A pesquisadora e professora da Escola de Direito de São Paulo da Fundação Getúlio Vargas Maria Cecília Asperti tem a mesma leitura e ainda aponta que esse reconhecimento tem um caráter político. “O que leva o Estado a fazer esse acordo, me parece, é uma questão reputacional porque o risco que ele corre no judiciário, pelo o que a gente vê de pesquisa, não é tão alto, nem financeiro nem orçamentário”, analisa.
Asperti foi uma das coordenadoras de um estudo divulgado com exclusividade pela Ponte em 2019 no qual foram analisados 35 casos de vítimas das forças de segurança que chegaram na Justiça paulista representados pela Defensoria Pública de São Paulo entre 2009 e 2015. Só em um deles, o Tribunal de Justiça concedeu indenização por danos morais. E ainda havia o problema da fila dos precatórios, ou seja, após a decisão da justiça determinando o pagamento a pessoa ainda tem que esperar que o Estado a quite.
No estudo, essa única família recebeu cerca de R$ 50 mil, que foi um pouco acima da média dos R$ 35 mil conseguidos por familiares das vítimas do Massacre do Carandiru, quando 111 presos foram mortos durante uma contenção de uma rebelião na Casa de Custódia, em 1992. O grupo também analisou 10 casos de pedidos de indenização de familiares dos presos em outra pesquisa. Apenas dois pedidos foram concedidos.
A pesquisadora destaca a morosidade desses pedidos de indenização quando são judicializados, a dificuldade do reconhecimento de que um agente de Estado praticou aquela morte sem ser em legítima defesa e os baixos valores quando são determinados. “É muito compreensível a postura da Defensoria, a meu ver, de fazer esse acordo porque são ações difíceis, mas é uma injustiça, no sentido mais amplo porque, se o acordo é baseado nos parâmetros jurisprudenciais, infelizmente, os valores vão ser tacanhos, ridículos”, pondera. “A gente analisou casos da Chacina de Osasco, dos Crimes de Maio e são muito difíceis [de haver reconhecimento e pagamento], sendo que um dos mais paradigmáticos e que teve um desfecho adequado foi o da Debora [Silva, fundadora do Movimento Mães de Maio], mas por conta de toda uma pressão feita e que a sentença pegou tudo que ela devia receber por ser familiar”.
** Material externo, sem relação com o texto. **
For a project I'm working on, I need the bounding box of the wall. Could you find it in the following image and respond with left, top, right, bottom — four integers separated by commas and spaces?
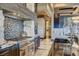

Em abril deste ano, o Estado de São Paulo foi condenado a pagar R$ 50 mil de indenização por dano moral aos pais de Laura Vermont, mulher trans de 18 anos brutalmente assassinada em 2015, ao ser espancada por cinco homens e agredida e baleada por policiais militares quando pediu socorro. Na sentença, os juiz entendeu que os PMs omitiram socorro e mentiram em depoimento, mas que não participaram diretamente do assassinato, o que família considerou um absurdo na ocasião. “Não tem valor que pague pela vida da minha filha, eu não consigo tê-la de volta, mas o Estado precisa responder pela morte dela. Não tem cabimento uma decisão dessa. O Estado também matou minha filha”, criticou Zilda Laurentino, mãe de Laura.
A ação foi proposta pela Defensoria Pública, que pediu pagamento mensal de uma pensão no valor de salário mínimo por mês aos pais de Laura até 2062, quando ela completaria 65 anos, e uma indenização de R$ 2 mil para o casal por danos morais. O órgão recorreu, mas ainda não teve decisão.
O que diz o governo
A Ponte procurou as assessorias do Governo do Estado e da Procuradoria Geral do Estado sobre os critérios do acordo, mas não houve resposta.